The Prime Radiant provides a single analysis platform and control layer to optimize NSX factory's operations and output. (i.e. application and expander developments) It works by automatically collecting, aggregating, and integrating information from our different DevOps tools.
The result is a unified view of the development lifecycle across all applications. This not only supports data analysis but also offers the potential to control our factory: adding new expansion resources, patching vulnerabilities, or deploying new application versions, all directed from the Prime Radiant.
In the next sections, we'll describe the core functionality of the Prime Radiant. For each functionality we show a conceptual data model that contains the relevant data concepts.
Please note that all diagrams are showing a simplified version of the actual implementation
Managing Assembly Units
A fundamental concern of the Prime Radiant is capturing and identifying all software created within the NSX factory.
An Assembly Unit defines every piece of software or technology produced, allowing us to manage the factory’s artifacts comprehensively.
An Assembly Unit can be an Application (like a JEE System) , an Expansion Resource (e.g. Angular front-end expander) , a Library (providing basic utilities) , or a Developer Tool (plugins and command-line tools), or a unit combining any of the former.
For every unit, we keep track of the source code by mapping its associated Repository.
Tracking Versions
To analyze and optimize applications over time, we must track changes and their impact.
Versioning is fundamental to tracking software changes.
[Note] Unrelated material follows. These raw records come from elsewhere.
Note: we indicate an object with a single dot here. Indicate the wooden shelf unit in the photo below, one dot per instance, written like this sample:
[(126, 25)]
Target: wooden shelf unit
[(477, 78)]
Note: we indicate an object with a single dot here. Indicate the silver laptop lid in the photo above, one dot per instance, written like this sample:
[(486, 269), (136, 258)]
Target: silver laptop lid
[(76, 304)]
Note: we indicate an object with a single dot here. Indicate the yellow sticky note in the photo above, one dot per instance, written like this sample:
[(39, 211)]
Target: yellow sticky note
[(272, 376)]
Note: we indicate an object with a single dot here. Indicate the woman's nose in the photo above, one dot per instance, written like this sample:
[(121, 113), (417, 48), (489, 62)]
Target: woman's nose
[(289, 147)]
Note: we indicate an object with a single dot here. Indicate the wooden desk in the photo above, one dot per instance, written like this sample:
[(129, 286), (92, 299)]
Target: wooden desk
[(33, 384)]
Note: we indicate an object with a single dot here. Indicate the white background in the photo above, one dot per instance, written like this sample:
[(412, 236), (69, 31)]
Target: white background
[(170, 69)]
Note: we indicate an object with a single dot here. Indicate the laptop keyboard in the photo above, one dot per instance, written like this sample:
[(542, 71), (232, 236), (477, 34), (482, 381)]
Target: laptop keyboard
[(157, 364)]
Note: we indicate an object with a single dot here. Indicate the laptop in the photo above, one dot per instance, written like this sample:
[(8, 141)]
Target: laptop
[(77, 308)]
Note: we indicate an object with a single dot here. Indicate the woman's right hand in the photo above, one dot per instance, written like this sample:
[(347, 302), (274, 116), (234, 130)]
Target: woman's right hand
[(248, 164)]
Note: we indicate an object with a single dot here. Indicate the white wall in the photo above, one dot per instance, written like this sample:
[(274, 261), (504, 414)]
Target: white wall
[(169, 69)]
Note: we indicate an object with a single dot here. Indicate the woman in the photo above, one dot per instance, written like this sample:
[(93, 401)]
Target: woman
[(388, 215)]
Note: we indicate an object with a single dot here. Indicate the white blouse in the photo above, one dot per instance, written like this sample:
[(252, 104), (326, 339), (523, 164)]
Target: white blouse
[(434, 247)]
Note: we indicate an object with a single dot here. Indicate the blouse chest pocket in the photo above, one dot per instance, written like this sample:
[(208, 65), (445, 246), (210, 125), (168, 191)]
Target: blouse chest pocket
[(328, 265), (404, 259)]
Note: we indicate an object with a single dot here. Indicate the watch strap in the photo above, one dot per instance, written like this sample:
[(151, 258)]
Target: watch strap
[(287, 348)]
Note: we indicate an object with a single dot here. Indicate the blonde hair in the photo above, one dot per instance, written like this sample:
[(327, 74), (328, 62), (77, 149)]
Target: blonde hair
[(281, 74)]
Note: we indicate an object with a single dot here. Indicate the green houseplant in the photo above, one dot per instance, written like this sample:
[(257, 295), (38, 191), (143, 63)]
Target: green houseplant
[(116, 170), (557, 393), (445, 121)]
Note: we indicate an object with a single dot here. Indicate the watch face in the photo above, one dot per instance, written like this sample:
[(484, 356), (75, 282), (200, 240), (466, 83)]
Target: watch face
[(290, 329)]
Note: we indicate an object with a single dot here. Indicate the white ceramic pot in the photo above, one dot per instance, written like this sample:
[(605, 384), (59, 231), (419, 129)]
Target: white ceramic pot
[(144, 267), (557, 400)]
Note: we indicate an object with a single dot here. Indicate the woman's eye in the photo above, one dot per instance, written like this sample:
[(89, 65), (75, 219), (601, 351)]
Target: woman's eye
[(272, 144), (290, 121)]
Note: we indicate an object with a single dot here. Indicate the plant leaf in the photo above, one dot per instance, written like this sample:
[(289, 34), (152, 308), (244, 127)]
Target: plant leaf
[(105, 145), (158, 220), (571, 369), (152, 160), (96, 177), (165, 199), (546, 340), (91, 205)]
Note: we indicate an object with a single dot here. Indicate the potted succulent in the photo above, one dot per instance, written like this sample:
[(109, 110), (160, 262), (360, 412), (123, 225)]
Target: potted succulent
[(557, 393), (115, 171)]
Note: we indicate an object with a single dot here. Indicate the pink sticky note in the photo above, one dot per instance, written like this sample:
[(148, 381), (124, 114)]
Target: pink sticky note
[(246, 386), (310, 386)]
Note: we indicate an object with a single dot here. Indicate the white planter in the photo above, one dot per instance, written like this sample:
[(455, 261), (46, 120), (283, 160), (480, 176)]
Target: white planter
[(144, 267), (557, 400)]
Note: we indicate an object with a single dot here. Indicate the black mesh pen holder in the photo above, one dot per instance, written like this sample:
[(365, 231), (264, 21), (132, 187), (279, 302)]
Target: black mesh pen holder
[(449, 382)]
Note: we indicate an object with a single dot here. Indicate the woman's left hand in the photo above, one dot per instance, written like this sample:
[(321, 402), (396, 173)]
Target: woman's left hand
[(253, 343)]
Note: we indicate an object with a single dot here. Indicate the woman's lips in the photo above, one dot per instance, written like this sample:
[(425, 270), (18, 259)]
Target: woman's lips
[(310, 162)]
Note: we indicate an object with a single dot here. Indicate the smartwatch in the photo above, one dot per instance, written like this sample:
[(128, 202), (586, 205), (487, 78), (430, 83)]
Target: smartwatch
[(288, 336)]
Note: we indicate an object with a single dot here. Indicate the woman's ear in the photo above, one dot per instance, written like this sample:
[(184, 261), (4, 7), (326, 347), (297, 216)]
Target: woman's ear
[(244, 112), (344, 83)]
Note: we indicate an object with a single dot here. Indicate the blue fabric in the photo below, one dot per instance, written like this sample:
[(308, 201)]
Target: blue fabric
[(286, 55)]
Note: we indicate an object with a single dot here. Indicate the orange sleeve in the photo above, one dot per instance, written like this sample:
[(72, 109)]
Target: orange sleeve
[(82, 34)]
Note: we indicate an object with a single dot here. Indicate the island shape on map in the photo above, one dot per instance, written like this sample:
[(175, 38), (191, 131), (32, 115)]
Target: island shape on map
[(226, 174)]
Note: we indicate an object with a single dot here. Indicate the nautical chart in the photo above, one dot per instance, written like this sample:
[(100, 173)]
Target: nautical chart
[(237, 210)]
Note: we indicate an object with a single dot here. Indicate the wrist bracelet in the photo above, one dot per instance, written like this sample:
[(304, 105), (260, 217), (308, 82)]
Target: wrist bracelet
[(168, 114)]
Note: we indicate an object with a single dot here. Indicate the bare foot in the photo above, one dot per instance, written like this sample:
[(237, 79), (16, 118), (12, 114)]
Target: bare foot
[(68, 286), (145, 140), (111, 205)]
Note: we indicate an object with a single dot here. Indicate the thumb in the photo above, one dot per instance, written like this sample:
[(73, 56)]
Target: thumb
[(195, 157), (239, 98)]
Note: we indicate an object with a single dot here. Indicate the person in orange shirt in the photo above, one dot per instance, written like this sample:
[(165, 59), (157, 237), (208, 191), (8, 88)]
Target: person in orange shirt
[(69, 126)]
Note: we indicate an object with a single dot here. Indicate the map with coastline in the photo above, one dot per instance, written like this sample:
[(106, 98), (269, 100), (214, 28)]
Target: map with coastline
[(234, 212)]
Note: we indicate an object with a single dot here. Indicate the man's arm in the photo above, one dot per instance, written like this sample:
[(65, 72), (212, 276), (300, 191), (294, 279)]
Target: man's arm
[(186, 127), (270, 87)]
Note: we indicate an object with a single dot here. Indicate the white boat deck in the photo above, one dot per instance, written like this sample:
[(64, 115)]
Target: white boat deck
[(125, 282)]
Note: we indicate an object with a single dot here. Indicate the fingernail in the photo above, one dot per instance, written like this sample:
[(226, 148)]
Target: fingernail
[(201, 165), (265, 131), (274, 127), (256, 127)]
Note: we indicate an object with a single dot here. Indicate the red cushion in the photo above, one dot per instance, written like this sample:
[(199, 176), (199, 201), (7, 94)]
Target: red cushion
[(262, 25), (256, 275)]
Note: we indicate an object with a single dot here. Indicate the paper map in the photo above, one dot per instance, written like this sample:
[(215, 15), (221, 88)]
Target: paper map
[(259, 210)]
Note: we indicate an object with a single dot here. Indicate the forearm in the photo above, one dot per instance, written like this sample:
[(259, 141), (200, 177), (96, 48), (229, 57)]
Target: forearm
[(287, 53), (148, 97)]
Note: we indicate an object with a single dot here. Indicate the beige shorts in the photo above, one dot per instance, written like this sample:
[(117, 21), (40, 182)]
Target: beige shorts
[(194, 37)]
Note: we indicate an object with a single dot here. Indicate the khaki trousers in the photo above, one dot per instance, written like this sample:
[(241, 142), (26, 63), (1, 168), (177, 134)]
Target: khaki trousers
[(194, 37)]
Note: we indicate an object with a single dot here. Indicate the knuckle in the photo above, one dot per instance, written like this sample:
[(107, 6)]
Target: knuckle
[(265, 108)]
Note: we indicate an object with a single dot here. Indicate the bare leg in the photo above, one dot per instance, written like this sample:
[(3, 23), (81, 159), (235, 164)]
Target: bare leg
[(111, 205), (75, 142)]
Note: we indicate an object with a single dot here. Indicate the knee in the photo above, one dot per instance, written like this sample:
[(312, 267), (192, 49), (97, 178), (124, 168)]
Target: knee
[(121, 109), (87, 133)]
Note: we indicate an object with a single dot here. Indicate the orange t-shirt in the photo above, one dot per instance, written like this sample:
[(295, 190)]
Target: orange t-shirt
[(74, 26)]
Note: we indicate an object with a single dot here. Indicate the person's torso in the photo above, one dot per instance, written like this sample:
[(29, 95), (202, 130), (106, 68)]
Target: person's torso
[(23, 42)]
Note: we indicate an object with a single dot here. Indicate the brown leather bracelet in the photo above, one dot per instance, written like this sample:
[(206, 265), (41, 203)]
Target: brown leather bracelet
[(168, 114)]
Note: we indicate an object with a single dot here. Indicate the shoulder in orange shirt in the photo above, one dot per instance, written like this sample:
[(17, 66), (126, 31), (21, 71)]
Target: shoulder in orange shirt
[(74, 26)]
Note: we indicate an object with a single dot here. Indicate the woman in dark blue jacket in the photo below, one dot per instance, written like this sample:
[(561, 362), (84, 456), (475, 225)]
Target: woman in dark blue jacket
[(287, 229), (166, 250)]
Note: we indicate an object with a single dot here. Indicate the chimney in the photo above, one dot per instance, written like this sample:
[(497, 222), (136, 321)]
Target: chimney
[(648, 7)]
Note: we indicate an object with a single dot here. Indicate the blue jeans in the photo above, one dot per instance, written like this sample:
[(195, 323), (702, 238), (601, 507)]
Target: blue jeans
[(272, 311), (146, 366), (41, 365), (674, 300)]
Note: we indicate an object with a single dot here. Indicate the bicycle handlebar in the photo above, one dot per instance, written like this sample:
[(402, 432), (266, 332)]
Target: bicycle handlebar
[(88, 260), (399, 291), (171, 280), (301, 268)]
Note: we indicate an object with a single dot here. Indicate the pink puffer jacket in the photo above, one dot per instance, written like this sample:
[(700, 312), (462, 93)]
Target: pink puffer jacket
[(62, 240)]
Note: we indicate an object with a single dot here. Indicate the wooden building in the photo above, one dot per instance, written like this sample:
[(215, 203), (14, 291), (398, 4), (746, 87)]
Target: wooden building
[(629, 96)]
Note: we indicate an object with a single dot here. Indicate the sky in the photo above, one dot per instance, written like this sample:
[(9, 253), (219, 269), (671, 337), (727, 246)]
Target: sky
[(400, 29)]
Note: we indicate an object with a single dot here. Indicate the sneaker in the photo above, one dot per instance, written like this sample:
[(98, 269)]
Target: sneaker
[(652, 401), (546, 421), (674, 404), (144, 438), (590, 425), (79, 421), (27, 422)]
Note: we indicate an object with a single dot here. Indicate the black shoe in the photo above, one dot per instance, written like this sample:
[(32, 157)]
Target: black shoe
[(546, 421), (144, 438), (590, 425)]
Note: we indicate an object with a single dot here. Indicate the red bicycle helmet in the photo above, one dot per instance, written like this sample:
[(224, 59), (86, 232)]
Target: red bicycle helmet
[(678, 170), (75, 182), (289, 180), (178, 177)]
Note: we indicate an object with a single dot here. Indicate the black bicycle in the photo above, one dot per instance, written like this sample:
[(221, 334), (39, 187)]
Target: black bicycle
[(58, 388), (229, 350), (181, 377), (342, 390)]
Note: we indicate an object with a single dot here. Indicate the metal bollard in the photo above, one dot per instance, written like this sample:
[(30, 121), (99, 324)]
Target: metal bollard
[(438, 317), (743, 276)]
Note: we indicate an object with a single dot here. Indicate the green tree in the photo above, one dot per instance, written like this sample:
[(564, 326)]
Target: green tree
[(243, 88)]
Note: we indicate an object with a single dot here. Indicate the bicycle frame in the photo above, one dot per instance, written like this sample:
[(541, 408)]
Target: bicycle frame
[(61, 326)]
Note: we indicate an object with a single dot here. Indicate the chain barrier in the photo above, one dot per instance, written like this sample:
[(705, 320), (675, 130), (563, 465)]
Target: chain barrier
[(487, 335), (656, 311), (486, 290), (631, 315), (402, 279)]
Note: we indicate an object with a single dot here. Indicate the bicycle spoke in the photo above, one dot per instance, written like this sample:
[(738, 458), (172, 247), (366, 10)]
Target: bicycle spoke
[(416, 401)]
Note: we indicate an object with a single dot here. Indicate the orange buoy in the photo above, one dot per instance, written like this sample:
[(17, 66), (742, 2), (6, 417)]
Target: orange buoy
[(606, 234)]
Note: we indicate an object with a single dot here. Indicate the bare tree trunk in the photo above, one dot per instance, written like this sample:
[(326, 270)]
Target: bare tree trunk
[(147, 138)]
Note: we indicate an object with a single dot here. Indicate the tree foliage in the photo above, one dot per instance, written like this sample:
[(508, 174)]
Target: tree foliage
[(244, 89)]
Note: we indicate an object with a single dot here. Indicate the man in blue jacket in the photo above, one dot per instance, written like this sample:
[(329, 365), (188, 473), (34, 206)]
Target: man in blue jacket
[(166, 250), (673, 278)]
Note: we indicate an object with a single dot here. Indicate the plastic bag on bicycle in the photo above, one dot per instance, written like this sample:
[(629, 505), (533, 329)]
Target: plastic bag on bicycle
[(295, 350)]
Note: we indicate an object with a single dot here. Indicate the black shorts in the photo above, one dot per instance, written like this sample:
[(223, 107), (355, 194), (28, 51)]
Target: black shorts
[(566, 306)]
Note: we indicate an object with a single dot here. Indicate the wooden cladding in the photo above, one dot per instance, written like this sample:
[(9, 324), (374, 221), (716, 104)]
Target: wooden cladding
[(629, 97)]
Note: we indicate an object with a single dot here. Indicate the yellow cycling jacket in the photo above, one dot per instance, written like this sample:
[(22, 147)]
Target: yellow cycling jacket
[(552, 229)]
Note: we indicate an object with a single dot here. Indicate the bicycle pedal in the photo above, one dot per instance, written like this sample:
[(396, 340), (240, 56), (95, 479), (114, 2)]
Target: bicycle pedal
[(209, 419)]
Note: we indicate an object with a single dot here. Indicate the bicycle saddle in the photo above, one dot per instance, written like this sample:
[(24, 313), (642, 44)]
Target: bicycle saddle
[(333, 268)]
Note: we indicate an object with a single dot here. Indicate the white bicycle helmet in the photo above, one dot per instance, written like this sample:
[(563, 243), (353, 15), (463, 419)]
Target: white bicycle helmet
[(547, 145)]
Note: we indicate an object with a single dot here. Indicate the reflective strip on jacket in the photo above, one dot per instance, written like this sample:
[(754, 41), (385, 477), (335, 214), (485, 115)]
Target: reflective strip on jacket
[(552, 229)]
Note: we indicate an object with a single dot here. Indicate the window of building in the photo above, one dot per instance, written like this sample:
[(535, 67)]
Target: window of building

As a result, each software element is mapped to a specific versioned entity, like an AssemblyUnitBatch or ApplicationVersion.
This is crucial because it allows us to link dependencies, metrics, and vulnerabilities to its specific state at a certain moment.
Monitoring metrics
A core function of a control system is tracking data over time.
The prime-radiant logs crucial metrics for applications, expansion resources, libraries etc.
We have defined a core set of shared metrics (such as Test Coverage and Code Quality) that apply to all Assembly Units.
Additionally, we implement more specific metrics tailored to the unique requirements of each Assembly Unit type.
For example, for the unit type Applications, we monitor the amount and size of custom code (extensions/insertions), relative to the generated software to ensure maintainability and evolvability.
Deployments
Deploying applications and managing the underlying infrastructure is a part of every development lifecycle.
The Prime Radiant tracks Application Deployments to record information such as server specifications, OS versions, cloud provider type, and domains.
Build pipelines
Each version of an Assembly Unit is traced back to a specific build produced by a pipeline.
The pipelines are defined with PipelineTargets (steps) that make use of various BuildTechnologies, and ultimately produce versioned Resources (libraries, archives, or executables).
Modeling business requirements
Creating software is not an end goal; it's done to fulfill specific business needs, making business context paramount. In the Prime Radiant, this context is modeled and captured.
Every Application, is linked to a Domain (e.g. car rental) and part of a larger Digital Platform (such as 'euRent platform').
This platform is described using Business Capabilities (e.g., invoicing, scheduling, maintenance) and Functional Requirements (e.g., canceling a booking).
This approach allows the software manufacturing control system to link development efforts directly to business value.